Willem Buiter, professor of political economy at the LSE and former central banker, has an excellent critique of modern macroeconomics at VOX EU today. His argument has three main positions, not entirely novel but all excellently argued. The first is a rejection of the idea of “markets in everything” or “complete markets”:

It is clear that, when searching for an appropriate simplification to address the intractable mess of modern market economies, the starting point of ‘no markets’, that is, autarky or no trade, is a much better one than that of ‘complete markets’. Goods and services that are potentially tradable are indexed by time, place and state of nature or state of the world. Time is a continuous variable, meaning that for complete markets along the time dimension alone, there would have to be rather more markets for future delivery (infinitely many in any time interval, no matter how small) than you can shake a stick at. Location likewise is a continuous variable in a 3-dimensional space. Again rather too many markets. Add uncertainty (states of nature or states of the world), never mind private or asymmetric information, and ‘too many potential markets’, if I may ruin the wonderful quote from Amadeus attributed to Emperor Joseph II, comes to mind. If any market takes a finite amount of resources (however small) to function, complete markets would exhaust the resources of the universe.

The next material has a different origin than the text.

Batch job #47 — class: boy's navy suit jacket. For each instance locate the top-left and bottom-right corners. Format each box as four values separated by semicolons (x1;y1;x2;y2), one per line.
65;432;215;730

I really like the idea that we need to start from the assumption of *no* markets, rather than markets everywhere with some failures, and work forwards, asking along the way, “For every good, service or financial instrument that plays a role in your ‘model of the world’, you should explain why a market for it exists – why it is traded at all.” I think this argument fits nicely with most of the economic sociology critiques of economics – markets are social structures, and perilous ones at that, and they are hard to bring into existence and maintain, and thus their existence (rather than their lack) is the interesting story.

His second argument is that even given the existence of markets, there is no reason for them to behave rationally unless there is some auctioneer at the end of time making everything work out nicely (e.g. a central planner). Thus, the efficient markets hypothesis leads to models of planned economies, not market ones. It’s very counterintuitive at first glance, but actually a rather elegant argument.

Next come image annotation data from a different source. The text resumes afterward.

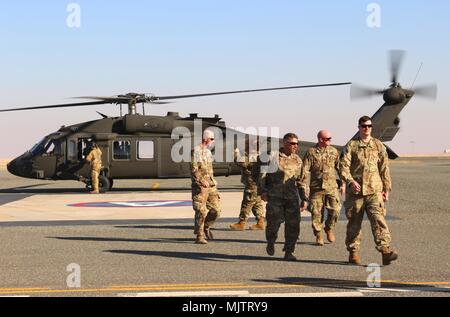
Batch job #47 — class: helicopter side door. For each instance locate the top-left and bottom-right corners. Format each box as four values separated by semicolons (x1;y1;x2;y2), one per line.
109;137;158;179
32;139;62;179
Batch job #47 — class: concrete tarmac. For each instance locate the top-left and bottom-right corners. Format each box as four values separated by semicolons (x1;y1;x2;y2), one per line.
0;157;450;297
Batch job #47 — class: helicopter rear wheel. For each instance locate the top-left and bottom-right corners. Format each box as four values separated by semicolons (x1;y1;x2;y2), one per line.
98;175;112;193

The friendly auctioneer at the end of time, who ensures that the right terminal boundary conditions are imposed to preclude, for instance, rational speculative bubbles, is none other than the omniscient, omnipotent and benevolent central planner. No wonder modern macroeconomics is in such bad shape. The EMH is surely the most notable empirical fatality of the financial crisis. By implication, the complete markets macroeconomics of Lucas, Woodford et. al. is the most prominent theoretical fatality. The future surely belongs to behavioural approaches relying on empirical studies on how market participants learn, form views about the future and change these views in response to changes in their environment, peer group effects etc. Confusing the equilibrium of a decentralised market economy, competitive or otherwise, with the outcome of a mathematical programming exercise should no longer be acceptable.

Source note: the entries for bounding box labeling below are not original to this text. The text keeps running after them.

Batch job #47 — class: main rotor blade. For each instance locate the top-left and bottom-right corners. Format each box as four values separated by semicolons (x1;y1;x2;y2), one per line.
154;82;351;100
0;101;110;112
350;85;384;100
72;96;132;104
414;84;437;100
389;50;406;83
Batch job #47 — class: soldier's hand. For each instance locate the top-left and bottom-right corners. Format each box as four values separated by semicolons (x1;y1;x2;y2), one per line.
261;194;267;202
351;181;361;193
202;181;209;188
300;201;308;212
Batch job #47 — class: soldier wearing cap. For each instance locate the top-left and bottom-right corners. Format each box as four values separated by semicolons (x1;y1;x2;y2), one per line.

Lastly, even if we buy that in the long-run prices somehow converge to where they should be, modern macroeconomics has linearized reality to the point of making their models worthless for policy purposes because they ignore all the messy interactions between markets, even in the short term:

If one were to hold one’s nose and agree to play with the New Classical or New Keynesian complete markets toolkit, it would soon become clear that any potentially policy-relevant model would be highly non-linear, and that the interaction of these non-linearities and uncertainty makes for deep conceptual and technical problems. Macroeconomists are brave, but not that brave. So they took these non-linear stochastic dynamic general equilibrium models into the basement and beat them with a rubber hose until they behaved. This was achieved by completely stripping the model of its non-linearities and by achieving the transubstantiation of complex convolutions of random variables and non-linear mappings into well-behaved additive stochastic disturbances.

Alright, that’s enough big quotes. The whole article is only a few thousand words, I highly recommend it.